使用Graphlab参加Kaggle比赛(2017-08-20 发布于知乎)

之前用学生证在graphlab上申了一年的graphlab使用权（华盛顿大学机器学习课程需要）然后今天突然想到完全可以用这个东东来参加kaggle.

下午参考了一篇教程，把notebook上面的写好了

本文很多代码参考了turi官网的一个教程，有兴趣的同学可以去看原版 https://turi.com/learn/gallery/notebooks/who_survived_the_titanic.html

代码

import graphlab as gl
%matplotlib inline
import matplotlib.pyplot as mpl
mpl.rcParams['figure.figsize']=(15.0,8.0)
import numpy as np

第一步：数据探索

导入数据

train = graphlab.SFrame.read_csv('train.csv')

数据探索与数据可视化

#看看除了Survived这一列以外其他列的缺值情况
columns = ("Pclass", "Name", "Sex", "Age", "SibSp", "Parch", "Ticket", "Fare", "Cabin", "Embarked")
not_null=[sum(1 for el in train[column] if el or el == 0)for column in columns]
null = [len(train) - el for el in not_null]
#数字指代第几列
indexes = np.arange(len(columns))
width = 0.5
#用柱形图表示缺值情况
not_null_bar = mpl.bar(indexes, not_null, width, color='green', edgecolor='white', alpha=0.8)#非空为绿，底色为白
null_bar = mpl.bar(indexes, null, width, color='red', edgecolor='white', bottom=not_null, alpha=0.8)#空值为红，底色为白
mpl.xlim( indexes[0] - 0.5, indexes[-1] + 1)#横轴的范围
#柱形图标题
mpl.title('Null values for each column', fontsize=20, weight='bold')
#x轴单位长度
mpl.xticks(indexes + width/2., columns, fontsize=16)
#y轴单位长度
mpl.yticks(np.arange(0,1200,100))
#右上角为图例
mpl.legend( (not_null_bar[0], null_bar[0]), ('Not Null', 'Null') )

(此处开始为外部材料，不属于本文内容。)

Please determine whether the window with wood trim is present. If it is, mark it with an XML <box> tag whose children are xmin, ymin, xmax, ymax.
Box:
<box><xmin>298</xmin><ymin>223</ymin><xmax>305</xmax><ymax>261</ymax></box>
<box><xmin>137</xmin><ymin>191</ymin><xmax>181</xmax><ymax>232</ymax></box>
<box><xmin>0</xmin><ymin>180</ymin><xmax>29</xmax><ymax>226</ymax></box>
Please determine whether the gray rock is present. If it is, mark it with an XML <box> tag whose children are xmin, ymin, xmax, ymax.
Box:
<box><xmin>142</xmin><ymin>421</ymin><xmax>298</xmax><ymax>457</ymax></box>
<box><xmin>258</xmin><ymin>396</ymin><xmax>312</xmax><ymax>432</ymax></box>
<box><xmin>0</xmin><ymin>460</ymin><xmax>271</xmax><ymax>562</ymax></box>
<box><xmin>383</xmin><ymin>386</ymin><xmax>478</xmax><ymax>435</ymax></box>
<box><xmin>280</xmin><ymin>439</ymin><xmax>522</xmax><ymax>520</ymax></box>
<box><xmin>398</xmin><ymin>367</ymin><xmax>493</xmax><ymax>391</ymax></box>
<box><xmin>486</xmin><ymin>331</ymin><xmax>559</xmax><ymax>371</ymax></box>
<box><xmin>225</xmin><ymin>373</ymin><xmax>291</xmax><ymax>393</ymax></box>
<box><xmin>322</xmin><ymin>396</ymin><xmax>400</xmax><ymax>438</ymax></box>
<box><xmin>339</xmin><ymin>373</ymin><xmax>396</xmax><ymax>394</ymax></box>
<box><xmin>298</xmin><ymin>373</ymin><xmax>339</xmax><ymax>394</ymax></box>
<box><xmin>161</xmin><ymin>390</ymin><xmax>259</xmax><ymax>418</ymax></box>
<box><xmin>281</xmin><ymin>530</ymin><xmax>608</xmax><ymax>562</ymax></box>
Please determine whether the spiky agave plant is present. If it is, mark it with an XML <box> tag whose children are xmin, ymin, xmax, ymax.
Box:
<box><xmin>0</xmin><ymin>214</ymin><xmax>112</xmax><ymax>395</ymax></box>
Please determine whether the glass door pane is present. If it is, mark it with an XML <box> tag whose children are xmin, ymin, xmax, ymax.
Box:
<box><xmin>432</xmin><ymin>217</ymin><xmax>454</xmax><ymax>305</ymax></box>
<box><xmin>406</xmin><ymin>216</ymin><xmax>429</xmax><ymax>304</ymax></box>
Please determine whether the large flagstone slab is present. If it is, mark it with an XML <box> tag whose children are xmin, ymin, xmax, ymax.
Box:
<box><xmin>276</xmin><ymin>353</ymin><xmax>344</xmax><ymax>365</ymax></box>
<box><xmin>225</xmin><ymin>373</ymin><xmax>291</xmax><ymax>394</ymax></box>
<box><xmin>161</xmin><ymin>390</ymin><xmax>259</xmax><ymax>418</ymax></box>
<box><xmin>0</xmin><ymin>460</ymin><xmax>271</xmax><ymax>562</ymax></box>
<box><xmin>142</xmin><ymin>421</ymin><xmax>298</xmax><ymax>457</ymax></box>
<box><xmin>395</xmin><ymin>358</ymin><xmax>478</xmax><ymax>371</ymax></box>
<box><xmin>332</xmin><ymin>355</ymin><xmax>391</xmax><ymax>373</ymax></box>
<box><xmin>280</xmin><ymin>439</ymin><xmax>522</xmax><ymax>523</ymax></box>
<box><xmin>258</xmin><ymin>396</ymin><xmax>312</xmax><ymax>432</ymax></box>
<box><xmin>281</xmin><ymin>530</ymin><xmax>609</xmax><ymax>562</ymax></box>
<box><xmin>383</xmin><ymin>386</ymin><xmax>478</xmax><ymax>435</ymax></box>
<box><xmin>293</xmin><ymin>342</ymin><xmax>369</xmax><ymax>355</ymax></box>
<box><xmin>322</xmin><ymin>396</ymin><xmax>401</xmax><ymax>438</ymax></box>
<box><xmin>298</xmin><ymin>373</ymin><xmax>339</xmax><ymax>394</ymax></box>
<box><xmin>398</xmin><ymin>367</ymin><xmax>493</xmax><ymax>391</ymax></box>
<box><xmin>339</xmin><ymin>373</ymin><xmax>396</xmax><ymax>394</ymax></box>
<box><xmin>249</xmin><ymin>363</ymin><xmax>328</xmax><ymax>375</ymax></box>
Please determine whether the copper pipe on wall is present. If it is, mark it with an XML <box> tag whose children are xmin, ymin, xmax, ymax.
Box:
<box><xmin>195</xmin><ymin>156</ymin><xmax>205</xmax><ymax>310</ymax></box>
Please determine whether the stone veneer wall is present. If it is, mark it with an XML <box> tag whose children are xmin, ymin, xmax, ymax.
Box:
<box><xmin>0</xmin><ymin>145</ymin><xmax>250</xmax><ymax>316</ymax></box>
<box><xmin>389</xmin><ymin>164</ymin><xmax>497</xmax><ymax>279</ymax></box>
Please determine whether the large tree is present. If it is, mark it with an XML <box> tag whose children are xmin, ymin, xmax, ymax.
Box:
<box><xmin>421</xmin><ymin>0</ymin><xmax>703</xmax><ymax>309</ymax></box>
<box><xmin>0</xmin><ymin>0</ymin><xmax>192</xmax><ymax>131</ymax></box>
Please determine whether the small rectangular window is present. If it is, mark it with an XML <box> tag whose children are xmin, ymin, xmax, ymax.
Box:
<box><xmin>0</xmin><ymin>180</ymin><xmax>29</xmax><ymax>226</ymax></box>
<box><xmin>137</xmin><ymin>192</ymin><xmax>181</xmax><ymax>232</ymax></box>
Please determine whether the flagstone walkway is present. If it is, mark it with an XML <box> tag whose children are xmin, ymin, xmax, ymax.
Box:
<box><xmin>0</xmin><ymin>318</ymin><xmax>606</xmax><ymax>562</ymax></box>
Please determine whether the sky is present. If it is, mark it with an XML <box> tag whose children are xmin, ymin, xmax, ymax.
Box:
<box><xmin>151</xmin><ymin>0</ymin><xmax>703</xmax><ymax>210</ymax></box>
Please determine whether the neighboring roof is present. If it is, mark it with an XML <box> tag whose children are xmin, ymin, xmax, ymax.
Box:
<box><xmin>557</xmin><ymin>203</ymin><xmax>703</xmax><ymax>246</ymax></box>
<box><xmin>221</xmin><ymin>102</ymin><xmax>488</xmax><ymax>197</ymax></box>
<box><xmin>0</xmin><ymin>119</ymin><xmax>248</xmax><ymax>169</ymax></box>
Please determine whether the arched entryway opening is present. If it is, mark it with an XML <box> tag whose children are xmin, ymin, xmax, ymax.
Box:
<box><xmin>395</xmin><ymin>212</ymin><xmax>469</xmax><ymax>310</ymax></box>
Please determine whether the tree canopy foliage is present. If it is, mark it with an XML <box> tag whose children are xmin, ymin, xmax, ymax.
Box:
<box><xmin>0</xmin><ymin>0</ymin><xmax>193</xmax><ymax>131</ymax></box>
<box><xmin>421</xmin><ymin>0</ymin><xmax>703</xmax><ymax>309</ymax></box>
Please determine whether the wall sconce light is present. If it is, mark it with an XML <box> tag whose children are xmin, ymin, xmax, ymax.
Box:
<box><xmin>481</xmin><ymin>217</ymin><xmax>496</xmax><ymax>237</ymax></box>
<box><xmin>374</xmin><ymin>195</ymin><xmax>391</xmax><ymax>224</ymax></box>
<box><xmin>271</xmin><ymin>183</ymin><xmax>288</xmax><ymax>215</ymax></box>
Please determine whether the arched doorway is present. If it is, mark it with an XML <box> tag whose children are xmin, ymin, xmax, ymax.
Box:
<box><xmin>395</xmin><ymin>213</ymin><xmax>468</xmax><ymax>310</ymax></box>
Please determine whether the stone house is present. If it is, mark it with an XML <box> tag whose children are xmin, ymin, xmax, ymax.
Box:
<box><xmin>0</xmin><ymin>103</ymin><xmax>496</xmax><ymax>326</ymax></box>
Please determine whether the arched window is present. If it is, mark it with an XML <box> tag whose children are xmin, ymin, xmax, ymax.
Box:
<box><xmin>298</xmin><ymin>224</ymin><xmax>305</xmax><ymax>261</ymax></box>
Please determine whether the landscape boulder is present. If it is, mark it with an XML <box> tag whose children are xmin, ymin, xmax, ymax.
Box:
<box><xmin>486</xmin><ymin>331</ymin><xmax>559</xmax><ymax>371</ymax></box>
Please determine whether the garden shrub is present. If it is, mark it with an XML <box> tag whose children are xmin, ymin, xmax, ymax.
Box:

观察上图我们知道Age列有少量缺值，Cabin列有大量的缺值，于是我们需要补全Age缺值，但是把Cabin列整个忽略

直接用Age的均值补全空值

train = train.fillna('Age',train['Age'].mean())
#看看除了Survived这一列以外其他列的缺值情况
columns = ("Pclass", "Name", "Sex", "Age", "SibSp", "Parch", "Ticket", "Fare", "Cabin", "Embarked")
not_null=[sum(1 for el in train[column] if el or el == 0)for column in columns]
null = [len(train) - el for el in not_null]
#数字指代第几列
indexes = np.arange(len(columns))
width = 0.5
#用柱形图表示缺值情况
not_null_bar = mpl.bar(indexes, not_null, width, color='green', edgecolor='white', alpha=0.8)#非空为绿，底色为白
null_bar = mpl.bar(indexes, null, width, color='red', edgecolor='white', bottom=not_null, alpha=0.8)#空值为红，底色为白
mpl.xlim( indexes[0] - 0.5, indexes[-1] + 1)#横轴的范围
#柱形图标题
mpl.title('Null values for each column', fontsize=20, weight='bold')
#x轴单位长度
mpl.xticks(indexes + width/2., columns, fontsize=16)
#y轴单位长度
mpl.yticks(np.arange(0,1200,100))
#右上角为图例
mpl.legend( (not_null_bar[0], null_bar[0]), ('Not Null', 'Null') )

我们看看Pclass与生存率的关系

passenger_class = train["Pclass"].astype(str)
#观察每个Pclass的存活率
#用groupby方法
class_distribution = train.groupby(["Pclass", "Survived"], {'count':gl.aggregate.COUNT()})
#用0和1过滤出生存和死亡
survived = class_distribution.filter_by(1,'Survived').sort("Pclass")
died = class_distribution.filter_by(0,'Survived').sort("Pclass")

width = 0.5
#柱形图的参数
survived_bar = mpl.bar(survived["Pclass"], survived["count"], width, color='green', edgecolor='white', alpha=0.8)
died_bar = mpl.bar(died["Pclass"], died["count"], width, color='red', edgecolor='white', bottom=survived["count"], alpha=0.8)
mpl.xlim( indexes[0] - 0.5, indexes[-1] + 1)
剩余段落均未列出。